Friday, November 23, 2007

Thanksgiving in Mexico

Yesterday was Thanksgiving, the first I've ever spent spent away from a family gathering. How come it took so long? My wife asked if this might be the most memorable one we've ever spent - without a doubt it is. The highlight was getting fresh frambuesas (raspberries) directly from the farms near Jocotapec, the western most town along the Lake Chapala shore. From across the lake in Ajijic you can see the shimmering reflection of the white plastic toldos (sunshades) that cover the rows of berries. Pick a farm, drive up a dirt road and look for a sorting hut between the rows. You need to bring your own pail, and hopefully they've got extra berries to sell you. What the sorters do is set aside the ripe berries as they pack the unripe ones for export to the US; the best berries are the rejects.

It took us two tries to find a hut that had any, beating out a couple of other cars with norte americano plates.
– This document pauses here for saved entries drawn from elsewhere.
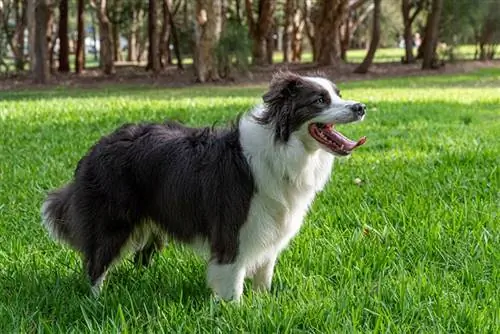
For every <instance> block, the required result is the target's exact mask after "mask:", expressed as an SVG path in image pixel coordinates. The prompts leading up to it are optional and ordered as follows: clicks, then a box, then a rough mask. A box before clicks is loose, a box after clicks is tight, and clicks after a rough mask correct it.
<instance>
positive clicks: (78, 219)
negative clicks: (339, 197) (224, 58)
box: [42, 72, 366, 300]
mask: <svg viewBox="0 0 500 334" xmlns="http://www.w3.org/2000/svg"><path fill="white" fill-rule="evenodd" d="M365 109H366V108H365V105H364V104H361V103H358V102H355V101H348V100H343V99H342V98H341V96H340V93H339V90H338V89H337V87H336V86H335V85H334V84H333V83H332V82H331V81H329V80H327V79H325V78H323V77H321V76H301V75H298V74H294V73H291V72H280V73H277V74H275V76H274V77H273V79H272V81H271V83H270V87H269V90H268V91H267V92H266V93H265V94H264V95H263V104H261V105H259V106H256V107H255V108H253V109H252V110H250V111H249V112H248V113H246V114H244V115H242V116H241V117H239V118H238V119H237V122H235V124H234V125H233V126H232V127H228V128H225V129H212V128H191V127H186V126H183V125H181V124H178V123H174V122H166V123H162V124H127V125H124V126H122V127H120V128H119V129H117V130H116V131H114V132H113V133H111V134H109V135H107V136H104V137H102V138H101V139H100V140H99V141H98V142H97V143H96V144H95V145H94V146H93V147H92V148H91V149H90V150H89V151H88V153H87V154H86V155H85V156H84V157H83V158H82V159H81V160H80V161H79V163H78V166H77V168H76V171H75V174H74V178H73V180H72V181H71V182H70V183H68V184H67V185H65V186H64V187H62V188H60V189H57V190H54V191H52V192H51V193H49V194H48V196H47V198H46V199H45V201H44V203H43V205H42V217H43V224H44V226H45V227H46V228H47V230H48V231H49V233H50V235H51V236H52V237H53V238H54V239H56V240H59V241H61V242H63V243H66V244H68V245H70V246H71V247H72V248H74V249H75V250H77V251H79V252H80V253H81V254H82V258H83V262H84V269H85V270H86V271H87V274H88V276H89V279H90V282H91V285H92V291H93V292H94V293H99V291H100V290H101V286H102V283H103V281H104V278H105V276H106V272H107V271H108V269H109V268H110V267H111V266H112V265H113V264H115V263H117V262H118V261H119V260H120V259H121V258H123V256H124V255H126V254H127V253H131V252H133V253H134V254H135V255H134V259H135V261H136V263H137V264H141V265H147V264H148V263H149V260H150V258H151V256H152V255H153V254H154V253H155V252H158V251H159V250H161V248H162V247H163V246H164V245H165V244H166V243H167V241H168V239H169V238H172V239H174V240H178V241H180V242H185V243H187V244H192V245H198V246H199V245H200V244H201V245H203V246H204V249H205V250H206V251H207V252H208V255H209V256H208V259H207V261H208V268H207V284H208V286H209V287H210V288H211V289H212V291H213V293H214V294H215V295H216V296H217V298H222V299H226V300H239V299H240V297H241V295H242V293H243V282H244V280H245V278H247V277H248V278H252V279H253V287H254V288H255V289H256V290H268V289H270V287H271V280H272V276H273V270H274V266H275V263H276V259H277V257H278V255H279V253H280V251H282V250H283V249H284V248H285V247H286V246H287V244H288V243H289V241H290V239H291V238H292V237H293V236H294V235H295V234H296V233H297V232H298V230H299V229H300V227H301V225H302V222H303V220H304V216H305V215H306V212H307V210H308V207H309V206H310V204H311V203H312V201H313V200H314V197H315V195H316V193H318V192H319V191H320V190H321V189H322V188H323V187H324V186H325V184H326V182H327V181H328V179H329V176H330V173H331V171H332V164H333V160H334V157H335V156H346V155H349V154H350V153H351V152H352V151H353V150H354V149H355V148H356V147H358V146H360V145H362V144H364V142H365V137H363V138H361V139H359V140H358V141H352V140H349V139H348V138H346V137H344V136H343V135H342V134H341V133H339V132H338V131H337V130H336V129H335V127H334V126H335V125H337V124H343V123H350V122H355V121H360V120H362V119H363V118H364V115H365Z"/></svg>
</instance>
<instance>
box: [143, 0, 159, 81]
mask: <svg viewBox="0 0 500 334" xmlns="http://www.w3.org/2000/svg"><path fill="white" fill-rule="evenodd" d="M157 11H158V7H157V0H149V8H148V39H149V46H148V64H147V65H146V71H148V70H151V71H153V73H158V72H159V71H160V52H159V35H158V29H157V26H158V25H157V22H156V21H157Z"/></svg>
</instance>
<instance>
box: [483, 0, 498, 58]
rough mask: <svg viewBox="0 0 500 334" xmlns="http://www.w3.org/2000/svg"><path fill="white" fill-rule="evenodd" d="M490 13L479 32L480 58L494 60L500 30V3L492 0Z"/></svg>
mask: <svg viewBox="0 0 500 334" xmlns="http://www.w3.org/2000/svg"><path fill="white" fill-rule="evenodd" d="M488 9H489V10H488V14H487V15H486V17H485V18H484V22H483V26H482V27H481V33H480V34H479V38H478V39H479V60H481V61H485V60H492V59H493V58H494V57H495V48H496V47H495V42H494V37H495V33H497V32H499V31H500V24H499V23H498V12H499V11H500V3H498V1H497V2H491V3H490V6H489V8H488Z"/></svg>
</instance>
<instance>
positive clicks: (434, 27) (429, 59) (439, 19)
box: [422, 0, 443, 69]
mask: <svg viewBox="0 0 500 334" xmlns="http://www.w3.org/2000/svg"><path fill="white" fill-rule="evenodd" d="M442 9H443V0H433V1H432V8H431V11H430V12H429V15H428V16H427V23H426V29H425V45H424V48H423V61H422V69H431V68H434V67H435V62H436V47H437V42H438V38H439V36H438V34H439V21H440V18H441V11H442Z"/></svg>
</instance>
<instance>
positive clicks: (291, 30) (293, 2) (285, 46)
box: [283, 0, 295, 63]
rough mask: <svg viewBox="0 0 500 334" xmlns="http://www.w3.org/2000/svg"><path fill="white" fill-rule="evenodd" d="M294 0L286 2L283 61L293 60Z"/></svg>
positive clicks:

We picked up a half gallon of the freshest, most delicious berries imaginable, for forty pesos (less than 4 dollars) - about the price you pay for small plastic tray at the supermarket at home.

As Ajijic and Lake Chapala are the winter home to numerous gringos and many of the local restaurants run by expats offer a Thanksgiving feast - we booked a 7 PM seating at Pedro's Gourmet on Calle Ocampo. An absolutely gorgeous day yielded buen tiempos for the evening as we sat outside sipping our limonade and tamarind margarita. We soon enjoyed a sumptuous buffet that included scallion souffle, gorgonzola cheese mashed potatos and as tender a pavo (turkey) as I've ever had. Pedro's grew up in Canada, parents of a Toronto oil executive and a Mexican mother (his father's translator). His madre, determined to bassimulate, learned to cook a Canadian Thanksgiving, and last night's menu was redux of the recipes she had mastered.